McGuigan Christopher, Blewett Sally, Siccardi Dario, Erichsen Jonathan T, Andrei Graciela, Snoek Robert, De Clercq Erik, Balzarini Jan
Welsh School of Pharmacy, Cardiff University, UK.
Antivir Chem Chemother. 2002 Mar;13(2):91-9. doi: 10.1177/095632020201300203.
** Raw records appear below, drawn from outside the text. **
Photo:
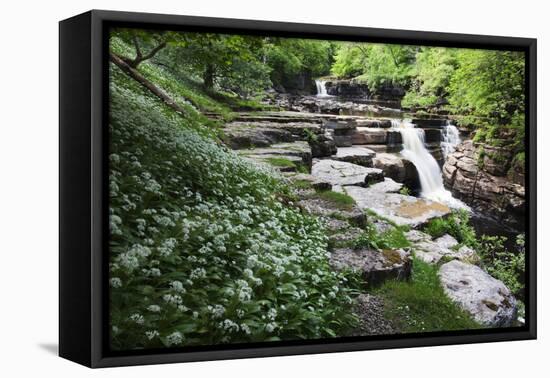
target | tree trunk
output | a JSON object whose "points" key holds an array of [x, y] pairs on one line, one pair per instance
{"points": [[134, 63], [132, 72], [208, 76]]}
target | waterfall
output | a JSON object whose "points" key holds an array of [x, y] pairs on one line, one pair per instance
{"points": [[321, 88], [450, 138], [429, 173]]}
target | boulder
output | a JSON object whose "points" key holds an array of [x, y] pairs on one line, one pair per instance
{"points": [[415, 236], [446, 241], [401, 209], [298, 153], [432, 252], [369, 135], [387, 186], [397, 168], [481, 186], [342, 173], [322, 145], [356, 155], [376, 266], [487, 299], [326, 209], [315, 182]]}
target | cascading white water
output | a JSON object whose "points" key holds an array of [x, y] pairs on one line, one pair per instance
{"points": [[429, 173], [321, 88], [450, 139]]}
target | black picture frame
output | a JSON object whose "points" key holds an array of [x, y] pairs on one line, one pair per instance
{"points": [[83, 105]]}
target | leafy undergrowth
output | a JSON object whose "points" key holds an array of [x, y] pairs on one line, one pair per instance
{"points": [[457, 225], [202, 250], [420, 305], [186, 92]]}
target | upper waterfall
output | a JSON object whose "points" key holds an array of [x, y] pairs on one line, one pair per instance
{"points": [[321, 88], [429, 173], [450, 139]]}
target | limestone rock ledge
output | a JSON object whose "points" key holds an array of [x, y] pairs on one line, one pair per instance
{"points": [[472, 178]]}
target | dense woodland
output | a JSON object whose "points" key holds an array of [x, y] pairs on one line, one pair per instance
{"points": [[207, 248]]}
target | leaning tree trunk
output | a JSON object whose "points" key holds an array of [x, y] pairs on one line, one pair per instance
{"points": [[132, 72], [208, 77], [139, 55]]}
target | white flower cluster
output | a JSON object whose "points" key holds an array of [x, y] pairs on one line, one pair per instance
{"points": [[199, 227]]}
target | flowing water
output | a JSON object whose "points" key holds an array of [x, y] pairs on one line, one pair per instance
{"points": [[450, 139], [321, 88], [429, 173]]}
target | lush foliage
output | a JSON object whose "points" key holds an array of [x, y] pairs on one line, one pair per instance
{"points": [[205, 256], [376, 64], [393, 238], [489, 87], [431, 75], [457, 225], [421, 305], [296, 61], [503, 264]]}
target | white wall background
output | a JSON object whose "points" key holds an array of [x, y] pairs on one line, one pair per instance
{"points": [[29, 189]]}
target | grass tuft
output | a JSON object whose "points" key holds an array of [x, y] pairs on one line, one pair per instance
{"points": [[420, 305]]}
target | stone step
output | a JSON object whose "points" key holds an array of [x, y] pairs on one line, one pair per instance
{"points": [[298, 153], [401, 209], [397, 168], [343, 173], [376, 266], [432, 251], [356, 155]]}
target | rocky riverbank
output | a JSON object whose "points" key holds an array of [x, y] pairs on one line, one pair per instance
{"points": [[483, 177], [357, 157]]}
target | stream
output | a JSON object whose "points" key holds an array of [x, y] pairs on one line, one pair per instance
{"points": [[429, 171]]}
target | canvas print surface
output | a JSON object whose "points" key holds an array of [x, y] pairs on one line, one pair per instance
{"points": [[266, 189]]}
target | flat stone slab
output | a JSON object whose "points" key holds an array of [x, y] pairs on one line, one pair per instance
{"points": [[324, 208], [386, 186], [314, 181], [487, 299], [296, 152], [432, 251], [376, 266], [399, 208], [356, 155], [343, 173]]}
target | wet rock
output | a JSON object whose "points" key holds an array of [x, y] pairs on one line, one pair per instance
{"points": [[401, 209], [446, 241], [342, 173], [320, 207], [376, 266], [315, 182], [323, 145], [356, 155], [432, 251], [482, 187], [397, 168], [487, 299], [415, 236], [387, 186], [298, 153], [369, 135]]}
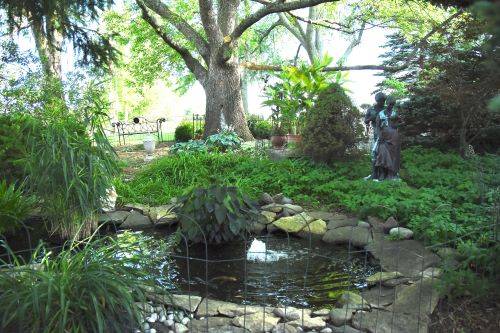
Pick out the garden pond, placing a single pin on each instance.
(268, 270)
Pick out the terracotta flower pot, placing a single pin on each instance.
(294, 138)
(278, 141)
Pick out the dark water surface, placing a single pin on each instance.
(306, 274)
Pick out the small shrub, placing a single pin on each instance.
(184, 132)
(14, 207)
(332, 127)
(87, 287)
(216, 214)
(260, 128)
(192, 146)
(223, 141)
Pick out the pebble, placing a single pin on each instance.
(153, 318)
(179, 328)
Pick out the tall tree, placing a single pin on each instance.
(214, 63)
(54, 21)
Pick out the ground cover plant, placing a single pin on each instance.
(89, 286)
(216, 214)
(441, 196)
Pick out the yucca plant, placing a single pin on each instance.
(90, 286)
(14, 207)
(70, 165)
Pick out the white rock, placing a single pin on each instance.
(179, 328)
(153, 318)
(402, 233)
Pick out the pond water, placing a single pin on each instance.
(271, 270)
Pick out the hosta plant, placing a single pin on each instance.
(216, 214)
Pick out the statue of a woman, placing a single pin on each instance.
(387, 149)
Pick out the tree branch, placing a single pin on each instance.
(192, 64)
(271, 8)
(276, 68)
(209, 21)
(180, 24)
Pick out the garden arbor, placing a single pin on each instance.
(213, 59)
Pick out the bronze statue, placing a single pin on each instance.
(387, 148)
(370, 119)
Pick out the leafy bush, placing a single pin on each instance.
(14, 207)
(260, 128)
(216, 214)
(332, 128)
(439, 196)
(70, 164)
(224, 141)
(192, 146)
(184, 132)
(11, 148)
(87, 287)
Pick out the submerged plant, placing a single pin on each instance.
(87, 287)
(216, 214)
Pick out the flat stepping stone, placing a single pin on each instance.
(184, 302)
(340, 220)
(381, 277)
(420, 298)
(389, 322)
(379, 296)
(257, 322)
(115, 217)
(136, 220)
(409, 257)
(204, 325)
(353, 235)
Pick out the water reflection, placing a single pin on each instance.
(300, 274)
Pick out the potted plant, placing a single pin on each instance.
(278, 138)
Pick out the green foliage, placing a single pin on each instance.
(184, 132)
(61, 150)
(192, 146)
(476, 274)
(223, 141)
(260, 128)
(440, 197)
(332, 128)
(89, 286)
(296, 91)
(11, 147)
(220, 142)
(216, 214)
(14, 207)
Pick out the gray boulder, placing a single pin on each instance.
(355, 236)
(136, 220)
(401, 233)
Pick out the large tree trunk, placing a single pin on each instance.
(224, 98)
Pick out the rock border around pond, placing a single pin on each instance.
(403, 289)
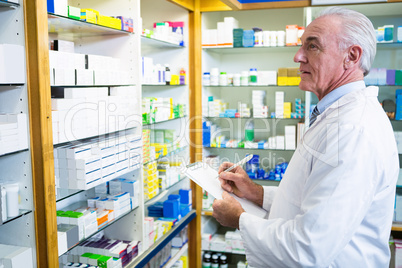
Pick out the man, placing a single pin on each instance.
(335, 204)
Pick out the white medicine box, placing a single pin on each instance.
(12, 61)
We have previously reported bicyclic furanopyrimidines as potent and selective inhibitors of varicella zoster virus (VZV) with subnanomolar activity for p-alkylphenyl substituted analogues. These compounds are highly lipophilic and of limited water solubility. In an effort to address this issue, and with a view to oral dosing, we have sought to enhance water solubility whilst retaining high antiviral potency and we herein report a novel series of p-alkyloxyphenyl compounds which contain a phenolic ether atom intended to boost hydrophilicity. We report the synthesis, characterisation and antiviral evaluation of this series and note the retention of extremely high antiviral potency, with EC50 values as low as 1 nanomolar.
我们之前曾报道过双环呋喃嘧啶作为水痘带状疱疹病毒(VZV)的强效和选择性抑制剂,对对烷基苯基取代类似物具有亚纳摩尔活性。这些化合物具有高度脂溶性且水溶性有限。为了解决这个问题,并考虑到口服给药,我们试图提高水溶性,同时保持高抗病毒效力,在此我们报告了一系列新型的对烷氧基苯基化合物,它们含有一个酚醚原子以增强亲水性。我们报告了该系列化合物的合成、表征和抗病毒评估,并注意到其保留了极高的抗病毒效力,EC50值低至1纳摩尔。